I used to not be like this. I used to be a vibrant person who laughed a lot and had an improvisational left-field sense of humor that was edgy without being cruel. I was raised from a young age with the “Great American Myth” – be kind, don't break the law, work eight hours five days a week, don't be economically foolish, be a good person, etc., and I would be successful. I never really cared about the success part; it all just seemed to make sense to me. If we didn't work together and care about each other as fellow human beings, it didn't seem we would have much of a future. Now that seems to be writ large, as fascism has made a comeback, the Lock-down made a lot of people lose their social skills, we're still doing nothing about the climate, and the concept of planning for the future just seems absurd at this point.

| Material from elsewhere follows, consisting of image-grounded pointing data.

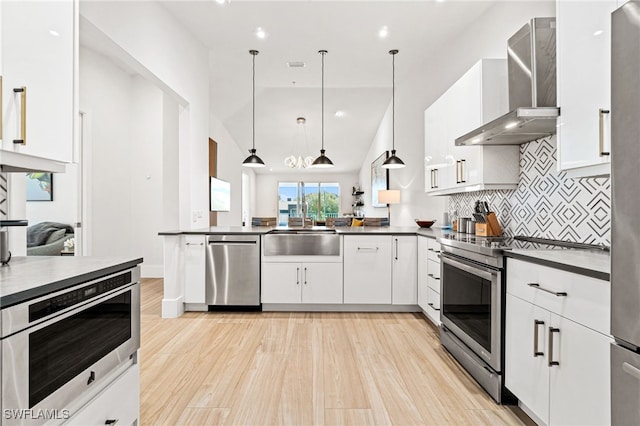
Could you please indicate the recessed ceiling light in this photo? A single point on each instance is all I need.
(261, 33)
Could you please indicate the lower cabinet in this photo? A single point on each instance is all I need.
(404, 266)
(556, 366)
(194, 268)
(118, 403)
(285, 282)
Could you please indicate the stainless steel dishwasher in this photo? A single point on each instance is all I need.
(233, 270)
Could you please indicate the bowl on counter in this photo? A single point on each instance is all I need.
(425, 223)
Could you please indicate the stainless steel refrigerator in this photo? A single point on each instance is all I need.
(625, 238)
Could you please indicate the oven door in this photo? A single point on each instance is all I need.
(52, 364)
(470, 304)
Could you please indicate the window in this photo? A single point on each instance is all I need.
(322, 200)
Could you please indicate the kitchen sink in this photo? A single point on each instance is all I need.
(316, 241)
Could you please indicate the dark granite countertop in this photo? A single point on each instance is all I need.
(26, 278)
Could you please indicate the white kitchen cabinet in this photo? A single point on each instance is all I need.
(404, 270)
(38, 47)
(583, 38)
(194, 250)
(438, 165)
(367, 269)
(478, 97)
(556, 354)
(527, 374)
(433, 281)
(119, 402)
(295, 283)
(422, 272)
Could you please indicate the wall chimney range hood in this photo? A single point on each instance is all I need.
(531, 61)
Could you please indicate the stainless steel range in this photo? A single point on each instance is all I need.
(472, 305)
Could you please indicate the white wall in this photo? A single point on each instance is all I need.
(230, 168)
(267, 189)
(486, 38)
(177, 63)
(126, 143)
(105, 95)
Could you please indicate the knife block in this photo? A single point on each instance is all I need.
(489, 229)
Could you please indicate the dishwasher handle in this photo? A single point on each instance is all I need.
(233, 243)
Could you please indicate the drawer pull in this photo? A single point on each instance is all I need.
(433, 307)
(555, 293)
(23, 115)
(536, 351)
(551, 331)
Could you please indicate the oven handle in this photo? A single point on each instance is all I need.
(478, 270)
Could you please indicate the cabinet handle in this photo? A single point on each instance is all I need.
(555, 293)
(1, 107)
(367, 248)
(631, 370)
(23, 115)
(601, 113)
(551, 331)
(433, 307)
(536, 351)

At the same time, it's important to seize this time that we have right now, because every day as good as it's going to get from here on. We need to find joy, in defiance of the world, if for no other reason. We need to remember our humanity, we need to be certain not to lose our empathy. We need to remember to attend to our own needs. We need to take care of ourselves. Dance, sing, write, draw, paint, enjoy nature, enjoy music, love others, and most of all, remember to love yourself.

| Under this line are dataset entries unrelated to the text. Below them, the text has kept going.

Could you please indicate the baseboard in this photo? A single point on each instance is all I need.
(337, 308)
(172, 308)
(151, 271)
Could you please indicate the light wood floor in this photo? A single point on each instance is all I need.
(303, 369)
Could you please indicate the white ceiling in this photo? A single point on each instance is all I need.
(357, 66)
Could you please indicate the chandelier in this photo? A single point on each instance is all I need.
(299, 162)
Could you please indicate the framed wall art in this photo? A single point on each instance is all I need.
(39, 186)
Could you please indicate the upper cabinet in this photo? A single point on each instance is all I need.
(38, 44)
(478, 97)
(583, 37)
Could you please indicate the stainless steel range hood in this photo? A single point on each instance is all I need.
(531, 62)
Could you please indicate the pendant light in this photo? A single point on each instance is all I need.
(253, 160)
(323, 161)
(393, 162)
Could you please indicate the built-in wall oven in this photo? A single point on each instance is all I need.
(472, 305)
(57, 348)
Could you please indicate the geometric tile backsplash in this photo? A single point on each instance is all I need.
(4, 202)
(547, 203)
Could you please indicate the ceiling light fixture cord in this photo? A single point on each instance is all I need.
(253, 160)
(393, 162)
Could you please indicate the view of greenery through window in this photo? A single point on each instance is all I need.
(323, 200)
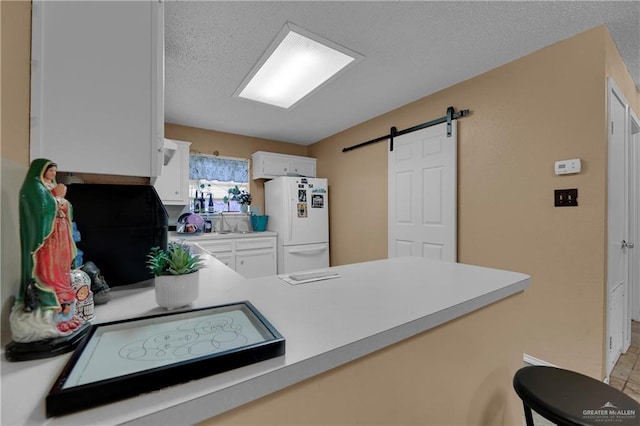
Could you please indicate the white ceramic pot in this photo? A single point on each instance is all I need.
(176, 291)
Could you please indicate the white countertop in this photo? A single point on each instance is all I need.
(325, 323)
(218, 235)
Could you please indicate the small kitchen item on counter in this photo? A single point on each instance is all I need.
(190, 223)
(177, 281)
(177, 291)
(259, 222)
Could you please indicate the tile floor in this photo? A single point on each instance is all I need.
(626, 373)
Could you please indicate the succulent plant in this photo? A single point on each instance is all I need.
(177, 259)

I think letting the planet to continue to burn for the benefit of a handful of pathologically-greedy crypt-keeper oil billionaires is far more detrimental to the health of America's youth than TikTok.

This bit here is me defiling the purity of the blank page, so it's done with and the blank space can no longer intimidate me into silence. I seldom see a blank page as an opportunity to recount an experience or weave a tale or write a poem as much as an opportunity to despoil a perfectly good journal that someone could have put to much better use.

This is my place to write down all the dumb stuff that is cluttering my brain capsule. I am a silly girl who talks a lot of shit but just gets angry a lot at the greed and intentional inequality and injustice in a world which frankly terrifies the shit out of me right now.

Having been the kind of person who has spent her entire life assuring that everyone else was happy to minimize conflict and the possibility of being perceived as weird or autistic, I don't really know for sure if I know who I am anymore. My outlook on life has been incredibly bleak for the past few years, so I suppose I owe myself an opportunity to deconstruct the masks and mechanisms that I've had to put in place to function in a neurotypical world, but which have sapped me of the fun, and playfulness, and creativity, and sense of wonder I had as a child. The things which annoyed my parents and were discouraged. I want that back, or at least some of it. So I suppose this is me announcing my intention to go on a cliche journey of self-discovery (“Live, Laugh, Love!”), not just to regain some of the happiness of my childhood, but the authenticity as well.